Nested Polymerase Chain Reaction for Amplification of the Cryptosporidium Oocyst Wall Protein Gene

Susana Pedraza-Díaz,* Corinne Amar,* Gordon L. Nichols,† Jim McLauchlin*
*PHLS Central Public Health Laboratory, London, UK; †PHLS Communicable Disease Surveillance Centre, London, UK

The coccidian parasite Cryptosporidium is now recognized as a major cause of waterborne diarrheal disease worldwide (1,2).
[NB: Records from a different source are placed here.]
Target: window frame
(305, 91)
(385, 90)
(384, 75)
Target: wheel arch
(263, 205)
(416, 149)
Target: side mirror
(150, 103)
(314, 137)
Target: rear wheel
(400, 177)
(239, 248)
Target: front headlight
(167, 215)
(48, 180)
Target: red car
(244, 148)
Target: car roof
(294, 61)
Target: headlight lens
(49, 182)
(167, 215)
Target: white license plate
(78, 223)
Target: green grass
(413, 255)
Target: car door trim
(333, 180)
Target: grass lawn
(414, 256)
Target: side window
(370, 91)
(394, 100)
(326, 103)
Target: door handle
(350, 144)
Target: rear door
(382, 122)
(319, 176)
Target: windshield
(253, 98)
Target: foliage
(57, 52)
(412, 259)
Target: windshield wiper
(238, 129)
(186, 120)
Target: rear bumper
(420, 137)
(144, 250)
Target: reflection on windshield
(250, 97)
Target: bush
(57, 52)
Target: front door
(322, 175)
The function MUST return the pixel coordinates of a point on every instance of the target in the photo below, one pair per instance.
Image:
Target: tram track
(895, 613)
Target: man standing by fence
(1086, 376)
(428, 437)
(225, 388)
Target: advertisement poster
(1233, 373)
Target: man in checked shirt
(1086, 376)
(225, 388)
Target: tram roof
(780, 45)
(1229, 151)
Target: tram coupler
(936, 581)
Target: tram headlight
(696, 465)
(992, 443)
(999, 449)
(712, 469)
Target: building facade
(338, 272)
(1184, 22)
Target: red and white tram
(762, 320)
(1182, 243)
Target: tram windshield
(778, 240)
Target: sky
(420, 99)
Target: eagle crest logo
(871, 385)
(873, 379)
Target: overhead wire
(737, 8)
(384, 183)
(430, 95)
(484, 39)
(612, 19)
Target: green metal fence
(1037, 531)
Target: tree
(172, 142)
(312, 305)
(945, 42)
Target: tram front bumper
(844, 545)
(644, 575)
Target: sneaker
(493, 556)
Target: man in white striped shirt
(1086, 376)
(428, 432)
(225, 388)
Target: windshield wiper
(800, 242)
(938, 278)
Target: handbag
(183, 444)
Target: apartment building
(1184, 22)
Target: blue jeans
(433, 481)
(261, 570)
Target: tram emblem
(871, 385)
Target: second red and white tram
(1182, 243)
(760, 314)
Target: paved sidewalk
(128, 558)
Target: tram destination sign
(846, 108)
The exact modes of transmission, however, are often unclear, and the relative importance of foreign travel; consumption of foods, beverages, or water; person-to-person transmission; and infected animals in disease transmission remain to be ascertained (1,2).
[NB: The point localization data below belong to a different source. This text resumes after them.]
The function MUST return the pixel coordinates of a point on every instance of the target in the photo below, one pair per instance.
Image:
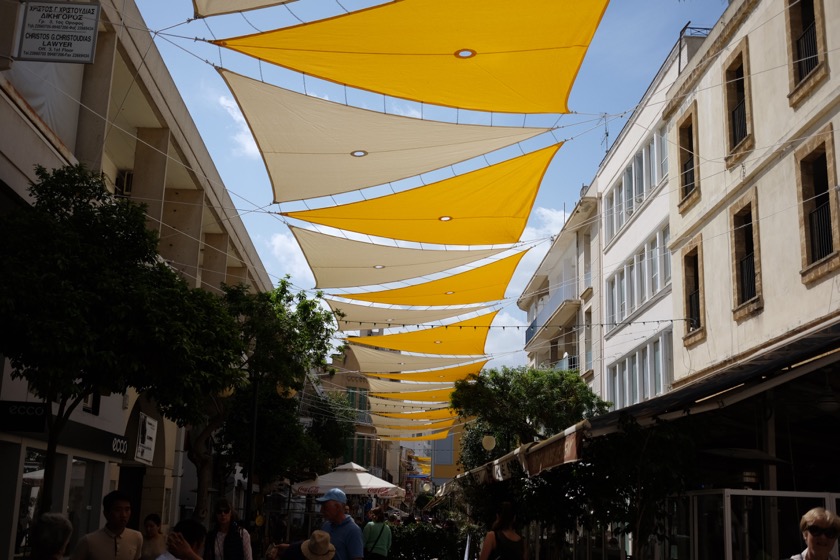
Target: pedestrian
(344, 533)
(115, 540)
(377, 536)
(154, 541)
(820, 529)
(503, 542)
(317, 547)
(50, 536)
(228, 540)
(185, 542)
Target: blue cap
(333, 494)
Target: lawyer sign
(58, 32)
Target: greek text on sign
(59, 32)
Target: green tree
(285, 336)
(87, 306)
(520, 405)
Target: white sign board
(146, 435)
(59, 32)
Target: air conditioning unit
(122, 185)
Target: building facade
(122, 115)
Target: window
(738, 104)
(746, 270)
(662, 152)
(818, 213)
(807, 67)
(689, 169)
(694, 304)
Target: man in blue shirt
(345, 535)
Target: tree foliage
(87, 306)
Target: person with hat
(344, 533)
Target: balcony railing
(806, 51)
(694, 319)
(568, 290)
(688, 176)
(746, 273)
(819, 222)
(739, 122)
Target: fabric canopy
(337, 262)
(352, 479)
(431, 414)
(431, 436)
(485, 207)
(464, 337)
(436, 375)
(354, 317)
(435, 395)
(204, 8)
(313, 148)
(487, 56)
(380, 385)
(371, 360)
(483, 284)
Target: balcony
(557, 312)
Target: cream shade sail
(464, 337)
(204, 8)
(371, 360)
(491, 55)
(436, 375)
(359, 317)
(482, 284)
(337, 262)
(391, 406)
(386, 385)
(432, 436)
(485, 207)
(431, 414)
(308, 144)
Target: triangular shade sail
(308, 144)
(337, 262)
(437, 375)
(371, 360)
(433, 414)
(389, 406)
(393, 430)
(437, 395)
(361, 317)
(384, 385)
(488, 56)
(432, 436)
(483, 284)
(485, 207)
(204, 8)
(464, 337)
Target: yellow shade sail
(483, 284)
(355, 317)
(492, 55)
(443, 434)
(485, 207)
(435, 376)
(435, 395)
(464, 337)
(433, 414)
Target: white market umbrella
(352, 479)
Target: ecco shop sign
(18, 416)
(58, 32)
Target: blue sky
(630, 45)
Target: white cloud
(289, 260)
(242, 137)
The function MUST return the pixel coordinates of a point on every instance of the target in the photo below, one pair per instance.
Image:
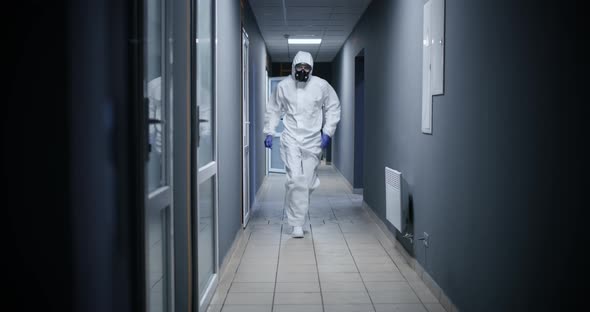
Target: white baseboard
(444, 300)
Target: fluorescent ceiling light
(304, 41)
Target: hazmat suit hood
(302, 57)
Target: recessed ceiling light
(304, 41)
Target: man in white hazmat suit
(311, 111)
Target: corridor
(345, 263)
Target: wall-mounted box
(432, 58)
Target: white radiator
(393, 197)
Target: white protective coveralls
(308, 107)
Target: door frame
(245, 128)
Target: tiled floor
(344, 263)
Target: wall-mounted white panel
(426, 71)
(437, 23)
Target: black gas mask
(302, 72)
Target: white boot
(297, 232)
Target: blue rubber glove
(325, 140)
(268, 141)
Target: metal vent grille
(393, 197)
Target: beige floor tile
(382, 276)
(346, 297)
(249, 298)
(255, 277)
(400, 307)
(397, 296)
(252, 287)
(246, 308)
(335, 286)
(291, 267)
(298, 287)
(298, 308)
(338, 268)
(298, 298)
(292, 277)
(340, 277)
(434, 307)
(349, 308)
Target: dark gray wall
(229, 119)
(499, 179)
(258, 67)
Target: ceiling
(330, 20)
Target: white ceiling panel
(330, 20)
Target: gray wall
(498, 181)
(258, 66)
(229, 118)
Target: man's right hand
(268, 141)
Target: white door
(245, 130)
(273, 155)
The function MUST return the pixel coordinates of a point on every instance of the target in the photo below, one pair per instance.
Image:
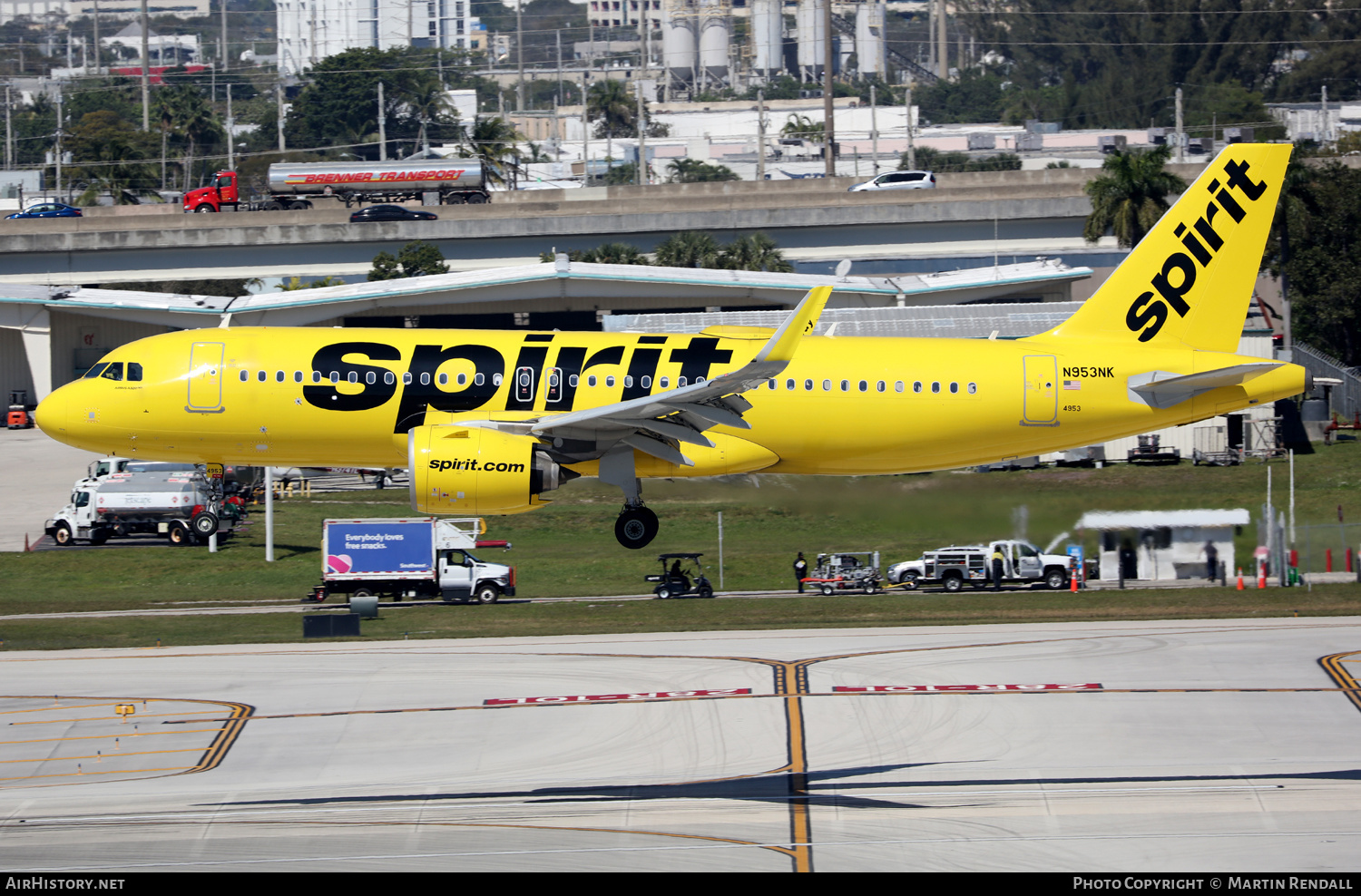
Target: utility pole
(1180, 138)
(1323, 117)
(585, 133)
(931, 15)
(146, 70)
(944, 56)
(829, 128)
(519, 54)
(383, 128)
(57, 154)
(759, 135)
(231, 149)
(912, 150)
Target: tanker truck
(180, 506)
(296, 185)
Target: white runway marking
(1216, 745)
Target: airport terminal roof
(957, 321)
(1161, 518)
(609, 286)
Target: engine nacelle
(460, 469)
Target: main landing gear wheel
(636, 528)
(204, 523)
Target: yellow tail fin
(1190, 280)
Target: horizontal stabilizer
(1161, 389)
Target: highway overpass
(966, 222)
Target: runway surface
(1175, 746)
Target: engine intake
(460, 469)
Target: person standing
(1211, 560)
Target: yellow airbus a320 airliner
(489, 422)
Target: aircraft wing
(1164, 391)
(658, 424)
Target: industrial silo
(868, 38)
(680, 40)
(715, 27)
(813, 38)
(768, 37)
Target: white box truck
(411, 558)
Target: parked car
(389, 212)
(48, 209)
(897, 181)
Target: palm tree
(756, 252)
(614, 253)
(805, 128)
(1131, 196)
(696, 171)
(494, 143)
(610, 102)
(688, 249)
(429, 101)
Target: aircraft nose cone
(51, 415)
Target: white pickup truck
(957, 566)
(411, 558)
(177, 504)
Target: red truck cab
(212, 198)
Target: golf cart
(682, 578)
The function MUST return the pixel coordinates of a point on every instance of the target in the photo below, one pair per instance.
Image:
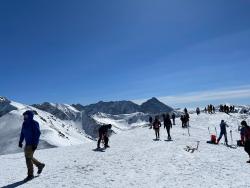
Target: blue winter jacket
(30, 131)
Characterization of Cryptosporidium parvum by phenotypic and genotypic methods (3-9) has identified two major types associated with human infection: one exclusively from humans and a single nonhuman primate (genotype 1 or human type) and a second in livestock as well as humans (genotype 2 or calf type). Experimental infection of both calves and mice was successful with genotype 2 but not with genotype 1 (4). Polymorphic genes that identify these genotypes include the Cryptosporidium oocyst wall protein (COWP) gene (5), the thrombospondin-related adhesive proteins Cryptosporidium-1 (TRAP-C1 [6]), and Cryptosporidium-2 (TRAP-C2 [4]). These observations concerning the two genotypes of C. parvum may reflect the epidemiology of two parasites with distinct and exclusive transmission cycles (4,9) and may represent two species (8).
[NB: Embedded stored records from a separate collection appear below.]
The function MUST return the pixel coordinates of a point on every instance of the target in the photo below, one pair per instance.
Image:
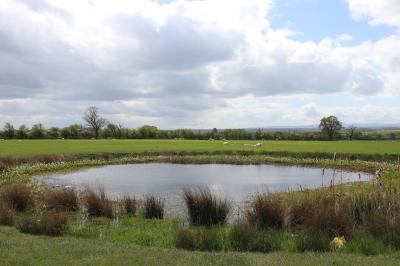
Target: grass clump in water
(204, 208)
(98, 205)
(130, 205)
(203, 239)
(266, 211)
(6, 215)
(153, 208)
(62, 199)
(17, 196)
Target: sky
(200, 64)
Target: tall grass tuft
(6, 215)
(98, 205)
(329, 216)
(62, 199)
(52, 224)
(204, 208)
(18, 196)
(153, 208)
(202, 238)
(266, 211)
(130, 205)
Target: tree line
(98, 127)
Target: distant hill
(374, 126)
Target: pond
(237, 182)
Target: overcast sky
(200, 64)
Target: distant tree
(351, 130)
(94, 121)
(186, 134)
(148, 132)
(258, 134)
(214, 133)
(54, 132)
(22, 132)
(8, 131)
(37, 131)
(113, 130)
(330, 126)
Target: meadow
(282, 227)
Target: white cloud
(176, 63)
(385, 12)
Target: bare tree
(350, 131)
(330, 126)
(94, 121)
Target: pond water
(167, 180)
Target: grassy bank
(131, 240)
(23, 249)
(42, 147)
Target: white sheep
(258, 144)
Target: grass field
(40, 147)
(152, 242)
(23, 249)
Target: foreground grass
(42, 147)
(22, 249)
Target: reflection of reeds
(204, 208)
(98, 205)
(153, 208)
(130, 205)
(266, 211)
(17, 195)
(64, 199)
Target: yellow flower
(338, 243)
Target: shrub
(98, 205)
(130, 205)
(6, 215)
(298, 213)
(18, 196)
(246, 237)
(202, 238)
(52, 224)
(153, 208)
(241, 236)
(366, 244)
(329, 216)
(266, 211)
(64, 199)
(204, 208)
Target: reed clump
(6, 215)
(17, 196)
(98, 204)
(52, 224)
(266, 211)
(204, 208)
(130, 205)
(62, 199)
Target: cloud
(177, 62)
(386, 12)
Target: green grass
(22, 249)
(41, 147)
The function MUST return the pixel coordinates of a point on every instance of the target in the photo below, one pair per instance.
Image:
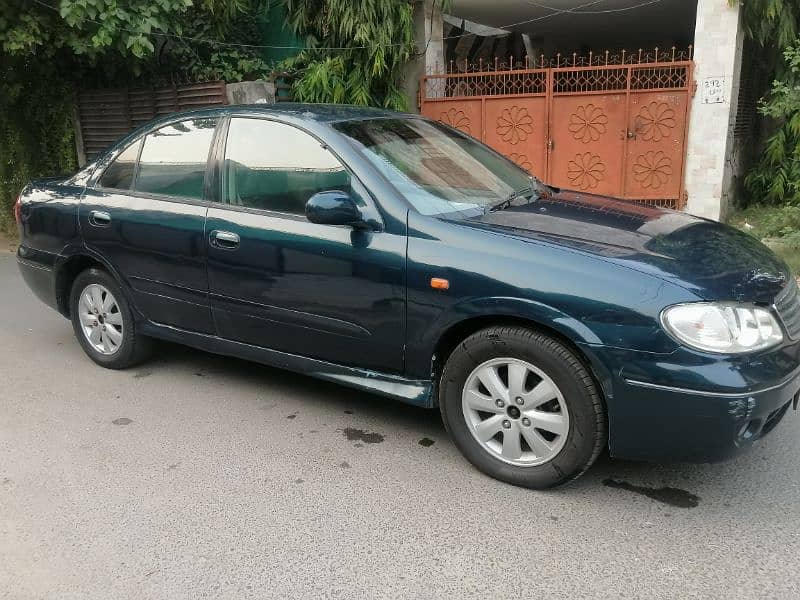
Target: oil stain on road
(668, 495)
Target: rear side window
(174, 159)
(119, 174)
(277, 167)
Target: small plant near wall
(50, 47)
(776, 177)
(775, 26)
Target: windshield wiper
(506, 202)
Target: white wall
(428, 31)
(717, 54)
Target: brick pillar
(718, 42)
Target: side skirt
(410, 391)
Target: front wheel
(103, 321)
(522, 408)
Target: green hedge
(36, 133)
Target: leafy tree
(776, 176)
(48, 46)
(775, 26)
(356, 50)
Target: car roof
(321, 113)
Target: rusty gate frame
(521, 79)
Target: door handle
(226, 240)
(99, 218)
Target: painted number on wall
(713, 90)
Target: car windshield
(438, 169)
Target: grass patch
(777, 226)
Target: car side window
(274, 166)
(119, 174)
(174, 159)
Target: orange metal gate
(615, 127)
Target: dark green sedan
(393, 254)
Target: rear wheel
(522, 408)
(103, 321)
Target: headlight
(727, 328)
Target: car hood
(712, 260)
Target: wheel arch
(68, 267)
(461, 330)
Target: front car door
(145, 216)
(280, 282)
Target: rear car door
(146, 216)
(280, 282)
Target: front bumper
(693, 407)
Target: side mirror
(334, 208)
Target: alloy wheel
(101, 319)
(515, 411)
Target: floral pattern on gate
(514, 124)
(521, 160)
(652, 169)
(654, 121)
(586, 170)
(587, 123)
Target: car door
(146, 216)
(278, 281)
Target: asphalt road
(196, 476)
We have described the identification by polymerase chain reaction-restriction fragment length polymorphism (PCR-RFLP) of a single human isolate with an unusual COWP genotype, designated genotype 3 (10). Several Cryptosporidium species are associated with human disease, including C. felis, C. meleagridis, and an as-yet-unnamed species designated the dog type (11,12). DNA sequencing of multiple genes from six human isolates of COWP genotype 3 indicates that separate species status is justified; its 18S rDNA sequences are identical to those of C. meleagridis (13). Since the host range of the various Cryptosporidium species and C. parvum genotypes infectious to humans differs, their epidemiology is also likely to differ.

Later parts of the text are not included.